Sometimes people don’t recognize the signs before it is too late and their vision can no longer be helped. This is why an annual eye exam is very important. With a comprehensive eye exam, your doctor will be able to catch a cataract early and hopefully slow down its formation in the lens.
An obvious symptom to look for is blurred vision. If your eyesight is suddenly cloudy and seems as though you’re looking through a dirty window, it may be time to visit your doctor. If you look at your eyes in a mirror and notice clouding on the lens, you may have a cataract forming.
Another symptom is glare. Sometimes cataracts can cause glare from bright lights. This is especially true at night. Headlights and street lights against a dark sky may see more bright than usual and can be very dangerous. If you experience this while driving at night, stop driving and consult your doctor immediately.
In the early stages of a cataract, it can be easily treated with the right visual aids such as glasses, contact lenses, bifocals, and the right magnification. Adjusting lighting in one’s home is also a common way to deal with cataracts so that lights are not bright and don’t cause glare.
For many, the above treatments are enough for them to continue living life unobstructed. However, some cataracts are so dense and cause loss of vision or blindness that the only solution is to remove it.
When a cataract begins to affect an individual’s day to day vision, doctors will often recommend surgery. Cataract surgery involves removing the cataract and the lens and implanting a new artificial lens. Normally if two cataracts need to be removed, two separate surgeries will be performed, four to eight weeks between them.
However, some people have reported cataracts returning even after the surgery. Surgery isn’t always the best option, but if you choose this path, be sure to ask your doctor about the risks involved.
Though the exact cause of cataracts is not known, there are some methods you can use to slow the progression and hopefully prevent cataracts from forming.
- Moderate the Sunglasses: Yes, we often talk about how harmful UV rays and sunlight can be to our eyes. But sometimes, it can be beneficial to allow some sun to waft over your eyes. Sunlight nourishes our bodies and that includes our eyes. Moderation is key.
- The Right Nutrients: Getting the right eye nutrients is crucial to your overall eye health. Getting enough vitamin A, bilberry, and lutein in your eyes will help them stay strong and slow down the signs of aging. Don’t have the time of resources to acquire all these nutrients? The Ocu-Plus Formula is an herbal supplement that contains all the necessary eye nutrients in one simple pill.

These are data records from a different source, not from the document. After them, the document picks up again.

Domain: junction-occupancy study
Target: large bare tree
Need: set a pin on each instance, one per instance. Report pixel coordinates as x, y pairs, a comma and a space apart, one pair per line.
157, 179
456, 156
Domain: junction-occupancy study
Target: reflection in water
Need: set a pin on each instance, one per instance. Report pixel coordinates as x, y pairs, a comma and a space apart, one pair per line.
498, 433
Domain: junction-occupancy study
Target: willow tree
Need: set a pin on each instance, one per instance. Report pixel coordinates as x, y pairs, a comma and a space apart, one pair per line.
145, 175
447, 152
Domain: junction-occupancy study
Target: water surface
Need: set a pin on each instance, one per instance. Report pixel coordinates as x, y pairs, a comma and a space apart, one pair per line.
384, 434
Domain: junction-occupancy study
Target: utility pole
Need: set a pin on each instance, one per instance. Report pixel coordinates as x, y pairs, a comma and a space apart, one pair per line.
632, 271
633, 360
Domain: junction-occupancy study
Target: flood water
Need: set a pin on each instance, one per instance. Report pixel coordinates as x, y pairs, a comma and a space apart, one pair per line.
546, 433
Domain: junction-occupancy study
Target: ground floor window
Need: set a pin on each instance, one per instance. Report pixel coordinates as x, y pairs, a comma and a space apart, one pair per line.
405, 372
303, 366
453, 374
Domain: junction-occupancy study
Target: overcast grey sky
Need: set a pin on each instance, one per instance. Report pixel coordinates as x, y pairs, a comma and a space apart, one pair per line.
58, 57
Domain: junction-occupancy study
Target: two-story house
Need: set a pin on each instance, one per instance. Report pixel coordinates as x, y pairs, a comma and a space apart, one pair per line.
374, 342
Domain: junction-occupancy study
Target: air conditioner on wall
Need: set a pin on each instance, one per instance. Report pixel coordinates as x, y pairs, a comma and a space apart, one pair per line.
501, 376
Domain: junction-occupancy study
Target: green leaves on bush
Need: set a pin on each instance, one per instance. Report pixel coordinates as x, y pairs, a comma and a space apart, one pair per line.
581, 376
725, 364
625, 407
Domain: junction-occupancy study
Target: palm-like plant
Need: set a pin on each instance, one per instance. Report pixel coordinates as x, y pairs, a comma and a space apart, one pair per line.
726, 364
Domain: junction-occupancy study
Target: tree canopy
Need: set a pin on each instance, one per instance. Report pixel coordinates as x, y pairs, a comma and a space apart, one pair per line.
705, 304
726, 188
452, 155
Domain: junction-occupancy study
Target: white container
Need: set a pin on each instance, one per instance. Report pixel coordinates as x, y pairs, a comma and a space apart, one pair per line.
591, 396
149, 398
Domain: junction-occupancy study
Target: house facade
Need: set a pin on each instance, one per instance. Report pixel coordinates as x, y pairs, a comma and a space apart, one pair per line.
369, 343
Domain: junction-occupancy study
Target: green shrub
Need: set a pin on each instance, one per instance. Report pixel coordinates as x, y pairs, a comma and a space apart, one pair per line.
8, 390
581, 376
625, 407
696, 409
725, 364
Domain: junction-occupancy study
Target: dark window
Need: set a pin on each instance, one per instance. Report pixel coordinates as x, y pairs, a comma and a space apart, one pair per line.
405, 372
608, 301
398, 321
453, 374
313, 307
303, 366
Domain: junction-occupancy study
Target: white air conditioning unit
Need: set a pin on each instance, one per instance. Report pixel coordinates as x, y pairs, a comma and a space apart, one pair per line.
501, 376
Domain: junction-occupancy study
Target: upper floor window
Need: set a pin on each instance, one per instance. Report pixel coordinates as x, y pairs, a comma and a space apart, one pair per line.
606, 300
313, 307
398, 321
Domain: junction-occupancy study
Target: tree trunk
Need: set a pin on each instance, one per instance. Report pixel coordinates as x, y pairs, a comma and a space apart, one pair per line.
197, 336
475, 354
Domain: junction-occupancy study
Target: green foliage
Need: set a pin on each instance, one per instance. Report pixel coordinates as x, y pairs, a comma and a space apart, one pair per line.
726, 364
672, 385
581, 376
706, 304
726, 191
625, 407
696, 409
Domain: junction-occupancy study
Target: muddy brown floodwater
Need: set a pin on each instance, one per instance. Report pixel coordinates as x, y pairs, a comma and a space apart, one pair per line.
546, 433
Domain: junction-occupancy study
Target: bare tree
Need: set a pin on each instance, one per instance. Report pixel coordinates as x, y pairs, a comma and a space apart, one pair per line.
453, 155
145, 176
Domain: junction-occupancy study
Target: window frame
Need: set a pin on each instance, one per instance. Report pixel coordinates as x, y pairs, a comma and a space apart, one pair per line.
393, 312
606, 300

- Get Eye Exams Regularly: The reason we stress this point so much is because we often don’t think to visit the eye doctor every year unless something is wrong. Unfortunately, if something is wrong in the eye, it is sometimes too late to reverse the damage. That’s why, even if you don’t have any potential cataract symptoms, you should still get regular eye exams done. Once a year is often enough, but if you have an existing condition, consider going twice a year.
Don’t be caught off guard by cataracts. They are easily spottable and treatable when discovered early. Why not take an hour this month to have your eyes checked?